NuSTAR Observations of the Powerful Radio-Galaxy Cygnus A

2015 
We present NuSTAR observations of the powerful radio galaxy Cygnus A, focusing on the central absorbed active galactic nucleus (AGN). Cygnus A is embedded in a cool-core galaxy cluster, and hence we also examine archival XMM-Newton data to facilitate the decomposition of the spectrum into the AGN and intracluster medium components. NuSTAR gives a source-dominated spectrum of the AGN out to >70 keV. In gross terms, the NuSTAR spectrum of the AGN has the form of a power law (Γ ~ 1.6-1.7) absorbed by a neutral column density of N_H ~ 1.6 x 10^(23) cm^(-2). However, we also detect curvature in the hard (>10 keV) spectrum resulting from reflection by Compton-thick matter out of our line of sight to the X-ray source.
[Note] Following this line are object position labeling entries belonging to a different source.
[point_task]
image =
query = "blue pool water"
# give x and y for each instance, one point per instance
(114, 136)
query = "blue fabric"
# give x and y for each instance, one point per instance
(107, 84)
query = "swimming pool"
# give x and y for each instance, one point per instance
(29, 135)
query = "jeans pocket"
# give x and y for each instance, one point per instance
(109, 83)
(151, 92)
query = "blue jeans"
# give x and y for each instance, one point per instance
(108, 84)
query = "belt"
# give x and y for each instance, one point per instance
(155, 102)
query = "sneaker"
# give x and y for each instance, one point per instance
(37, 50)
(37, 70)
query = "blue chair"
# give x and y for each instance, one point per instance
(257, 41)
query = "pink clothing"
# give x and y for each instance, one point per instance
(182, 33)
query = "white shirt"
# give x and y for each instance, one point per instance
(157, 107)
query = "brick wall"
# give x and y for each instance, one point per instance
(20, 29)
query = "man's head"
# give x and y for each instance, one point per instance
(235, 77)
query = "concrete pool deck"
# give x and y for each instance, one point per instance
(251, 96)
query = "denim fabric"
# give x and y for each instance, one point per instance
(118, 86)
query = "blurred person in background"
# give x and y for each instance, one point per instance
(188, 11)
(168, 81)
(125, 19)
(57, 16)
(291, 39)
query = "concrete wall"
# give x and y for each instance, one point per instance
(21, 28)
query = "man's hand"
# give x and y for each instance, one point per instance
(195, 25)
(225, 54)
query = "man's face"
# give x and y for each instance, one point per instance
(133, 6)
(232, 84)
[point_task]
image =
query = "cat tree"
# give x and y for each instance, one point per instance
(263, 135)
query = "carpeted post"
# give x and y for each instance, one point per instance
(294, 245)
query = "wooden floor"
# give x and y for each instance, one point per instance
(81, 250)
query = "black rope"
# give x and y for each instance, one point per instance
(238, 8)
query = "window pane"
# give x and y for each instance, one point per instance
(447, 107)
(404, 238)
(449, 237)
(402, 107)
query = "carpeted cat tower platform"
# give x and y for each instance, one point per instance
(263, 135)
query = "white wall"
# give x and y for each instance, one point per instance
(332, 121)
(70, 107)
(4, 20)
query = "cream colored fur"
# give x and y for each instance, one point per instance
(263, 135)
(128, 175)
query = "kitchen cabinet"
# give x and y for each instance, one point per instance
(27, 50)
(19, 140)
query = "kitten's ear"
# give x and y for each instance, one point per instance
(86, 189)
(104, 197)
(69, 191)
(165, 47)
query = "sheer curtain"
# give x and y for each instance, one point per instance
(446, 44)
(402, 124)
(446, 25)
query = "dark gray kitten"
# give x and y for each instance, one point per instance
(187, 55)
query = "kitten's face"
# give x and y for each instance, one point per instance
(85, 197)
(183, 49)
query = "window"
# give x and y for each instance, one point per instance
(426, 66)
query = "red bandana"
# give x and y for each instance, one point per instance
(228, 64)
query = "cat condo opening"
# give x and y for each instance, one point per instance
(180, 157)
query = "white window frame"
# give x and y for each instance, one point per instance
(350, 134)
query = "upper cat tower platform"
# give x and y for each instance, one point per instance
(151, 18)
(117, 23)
Compton reflection, possibly from the outer accretion disk or obscuring torus, is required even permitting a high-energy cut off in the continuum source; the limit on the cut-off energy is E_(cut) > 111 keV(90% confidence). Interestingly, the absorbed power law plus reflection model leaves residuals suggesting the absorption/emission from a fast (15,000-26,000 km s^(-1)), high column-density (N_W > 3 x 10^(23) cm^(-2)), highly ionized (ζ – 2500 erg cm s^(-1)) wind. A second, even faster ionized wind component is also suggested by these data. We show that the ionized wind likely carries a significant mass and momentum flux, and may carry sufficient kinetic energy to exercise feedback on the host galaxy. If confirmed, the simultaneous presence of a strong wind and powerful jets in Cygnus A demonstrates that feedback from radio-jets and sub-relativistic winds are not mutually exclusive phases of AGN activity but can occur simultaneously.